That title may incite some pretty strong opinions, but the fact is that there are some covers that build on the legacy of the original track to such a degree that you can hardly imagine the song performed any other way.
Naturally, a great cover can’t exist without a great song, but here are 10 covers that were so powerful in direction, popularity or just plain originality that they made listeners forget momentarily they were covers.
10. “Stayin’ Alive” – Dweezil Zappa
Disco lovers may still fight to the death for “Stayin’ Alive,” but Dweezil Zappa’s all-star remake on his album Confessions (1991) is sure to come out on top as far as guitar geeks are concerned.
Check out that guest list: Zakk Wylde, Steve Lukather, Ratt’s Warren DeMartini, Extreme’s Nuno Bettencourt and Tim Pierce.
And the vocals are performed by – wait for it – Donny Osmond (although a version exists with Ozzy Osbourne at the mic, too).

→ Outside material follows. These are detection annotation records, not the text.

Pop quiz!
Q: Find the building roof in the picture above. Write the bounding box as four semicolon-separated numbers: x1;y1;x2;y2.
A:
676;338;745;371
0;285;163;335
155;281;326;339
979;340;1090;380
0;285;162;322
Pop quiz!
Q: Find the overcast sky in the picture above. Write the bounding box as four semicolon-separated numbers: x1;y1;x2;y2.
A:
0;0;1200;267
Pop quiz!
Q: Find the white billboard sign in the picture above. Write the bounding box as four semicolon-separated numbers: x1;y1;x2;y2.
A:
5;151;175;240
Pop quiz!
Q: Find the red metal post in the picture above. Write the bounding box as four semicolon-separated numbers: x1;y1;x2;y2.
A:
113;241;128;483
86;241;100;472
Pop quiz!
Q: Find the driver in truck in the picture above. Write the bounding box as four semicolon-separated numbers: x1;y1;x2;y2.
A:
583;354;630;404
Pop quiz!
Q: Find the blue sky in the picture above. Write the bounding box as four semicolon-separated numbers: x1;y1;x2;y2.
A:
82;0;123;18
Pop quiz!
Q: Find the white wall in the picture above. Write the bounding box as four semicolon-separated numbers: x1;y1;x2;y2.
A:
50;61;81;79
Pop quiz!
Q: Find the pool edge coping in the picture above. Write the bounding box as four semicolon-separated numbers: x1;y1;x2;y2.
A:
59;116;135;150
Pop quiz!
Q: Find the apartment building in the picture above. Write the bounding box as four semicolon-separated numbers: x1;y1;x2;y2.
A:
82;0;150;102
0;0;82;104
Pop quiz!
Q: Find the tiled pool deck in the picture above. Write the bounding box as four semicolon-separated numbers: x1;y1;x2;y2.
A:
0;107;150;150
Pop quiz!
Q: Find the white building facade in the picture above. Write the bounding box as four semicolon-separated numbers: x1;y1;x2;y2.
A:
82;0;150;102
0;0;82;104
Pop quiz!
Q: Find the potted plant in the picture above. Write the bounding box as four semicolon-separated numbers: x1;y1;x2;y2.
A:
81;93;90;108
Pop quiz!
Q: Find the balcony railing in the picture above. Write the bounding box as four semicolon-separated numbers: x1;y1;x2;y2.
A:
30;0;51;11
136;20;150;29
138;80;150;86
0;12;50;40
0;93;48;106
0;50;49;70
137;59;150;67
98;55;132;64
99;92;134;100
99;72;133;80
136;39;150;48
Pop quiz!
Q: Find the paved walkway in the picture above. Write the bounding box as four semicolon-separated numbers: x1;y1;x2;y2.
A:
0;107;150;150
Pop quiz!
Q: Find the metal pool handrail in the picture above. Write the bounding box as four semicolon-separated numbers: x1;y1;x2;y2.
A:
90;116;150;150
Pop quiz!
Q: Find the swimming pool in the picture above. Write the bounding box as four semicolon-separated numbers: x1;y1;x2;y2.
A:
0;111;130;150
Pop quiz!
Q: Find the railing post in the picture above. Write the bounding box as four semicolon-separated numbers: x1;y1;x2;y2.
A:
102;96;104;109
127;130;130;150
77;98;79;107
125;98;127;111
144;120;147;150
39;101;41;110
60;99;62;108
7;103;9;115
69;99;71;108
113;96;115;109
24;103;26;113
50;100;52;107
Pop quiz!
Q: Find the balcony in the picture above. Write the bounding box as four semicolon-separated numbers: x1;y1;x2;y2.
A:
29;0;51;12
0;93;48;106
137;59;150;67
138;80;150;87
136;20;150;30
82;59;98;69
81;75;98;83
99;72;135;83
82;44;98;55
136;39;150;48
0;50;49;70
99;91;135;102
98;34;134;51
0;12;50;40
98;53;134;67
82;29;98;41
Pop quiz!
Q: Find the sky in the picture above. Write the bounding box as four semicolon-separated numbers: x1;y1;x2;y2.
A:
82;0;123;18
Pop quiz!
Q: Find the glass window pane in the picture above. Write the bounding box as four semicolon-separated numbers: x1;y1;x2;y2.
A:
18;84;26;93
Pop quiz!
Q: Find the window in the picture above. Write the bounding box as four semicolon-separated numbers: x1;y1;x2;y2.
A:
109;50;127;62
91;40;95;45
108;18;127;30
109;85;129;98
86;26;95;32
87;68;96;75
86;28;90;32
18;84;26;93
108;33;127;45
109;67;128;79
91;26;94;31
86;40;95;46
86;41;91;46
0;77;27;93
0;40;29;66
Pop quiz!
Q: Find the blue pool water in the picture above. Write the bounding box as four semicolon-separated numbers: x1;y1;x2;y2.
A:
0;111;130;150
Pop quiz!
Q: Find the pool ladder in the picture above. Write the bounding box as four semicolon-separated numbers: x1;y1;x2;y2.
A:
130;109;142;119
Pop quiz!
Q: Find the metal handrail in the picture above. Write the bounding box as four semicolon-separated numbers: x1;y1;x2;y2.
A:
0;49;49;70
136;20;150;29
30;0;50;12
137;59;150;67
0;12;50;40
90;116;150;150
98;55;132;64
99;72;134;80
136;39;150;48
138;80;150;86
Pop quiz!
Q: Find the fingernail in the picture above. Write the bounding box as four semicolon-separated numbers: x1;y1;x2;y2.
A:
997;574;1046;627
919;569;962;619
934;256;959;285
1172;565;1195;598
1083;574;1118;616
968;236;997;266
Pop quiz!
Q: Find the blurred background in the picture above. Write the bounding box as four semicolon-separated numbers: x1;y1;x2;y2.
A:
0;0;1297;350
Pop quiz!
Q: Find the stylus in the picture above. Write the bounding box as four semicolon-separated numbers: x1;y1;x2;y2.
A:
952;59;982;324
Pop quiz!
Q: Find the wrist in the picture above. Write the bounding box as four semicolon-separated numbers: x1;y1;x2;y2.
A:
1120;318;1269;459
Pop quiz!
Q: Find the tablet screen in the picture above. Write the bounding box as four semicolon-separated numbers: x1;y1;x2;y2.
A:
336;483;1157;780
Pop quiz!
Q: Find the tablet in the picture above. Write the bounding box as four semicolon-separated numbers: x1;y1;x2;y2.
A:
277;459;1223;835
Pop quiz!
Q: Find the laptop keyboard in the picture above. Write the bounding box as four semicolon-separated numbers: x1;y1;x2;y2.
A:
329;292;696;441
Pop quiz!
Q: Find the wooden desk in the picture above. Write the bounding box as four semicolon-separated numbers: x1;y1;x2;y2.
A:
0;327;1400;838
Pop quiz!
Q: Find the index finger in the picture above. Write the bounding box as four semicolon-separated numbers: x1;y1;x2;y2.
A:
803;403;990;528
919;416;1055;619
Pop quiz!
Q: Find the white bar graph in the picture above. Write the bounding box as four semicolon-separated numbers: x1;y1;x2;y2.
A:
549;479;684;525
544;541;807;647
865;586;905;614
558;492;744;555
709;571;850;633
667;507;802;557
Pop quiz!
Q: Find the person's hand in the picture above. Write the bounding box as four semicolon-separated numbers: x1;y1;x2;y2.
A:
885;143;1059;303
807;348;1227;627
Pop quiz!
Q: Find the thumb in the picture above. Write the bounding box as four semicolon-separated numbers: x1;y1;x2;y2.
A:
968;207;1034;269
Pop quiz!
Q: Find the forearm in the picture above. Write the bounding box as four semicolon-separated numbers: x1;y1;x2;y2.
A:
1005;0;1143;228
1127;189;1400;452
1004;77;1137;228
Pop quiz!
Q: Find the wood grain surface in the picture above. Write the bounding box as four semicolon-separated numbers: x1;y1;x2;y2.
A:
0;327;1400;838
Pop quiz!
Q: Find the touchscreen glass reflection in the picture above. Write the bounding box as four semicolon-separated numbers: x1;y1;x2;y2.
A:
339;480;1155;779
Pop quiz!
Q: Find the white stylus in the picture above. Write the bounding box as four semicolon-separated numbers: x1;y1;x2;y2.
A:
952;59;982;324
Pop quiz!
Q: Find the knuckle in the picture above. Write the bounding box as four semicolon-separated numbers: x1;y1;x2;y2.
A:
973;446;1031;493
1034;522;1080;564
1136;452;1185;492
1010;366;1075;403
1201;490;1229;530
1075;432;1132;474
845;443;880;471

09. “Am I Evil?” – Metallica
Originally by New Wave of British Heavy Metal band Diamond Head, “Am I Evil?” was an underground classic when Metallica grabbed it and made it a live favorite as well as the B-side to “Creeping Death.” It also appeared on Metallica’s Jump in the Fire EP, The $5.98 E.P.: Garage Days Re-Revisited, and Garage Inc., and Metallica celebrated the song’s influence on the thrash genre when the band, along with Big Four cohorts Megadeth, Slayer and Anthrax, joined forces to cover the track live during the Sonisphere tour in Europe in 2010. The DVD featuring that performance has now gone double platinum, and a large part of its draw is the history-making performance of this song.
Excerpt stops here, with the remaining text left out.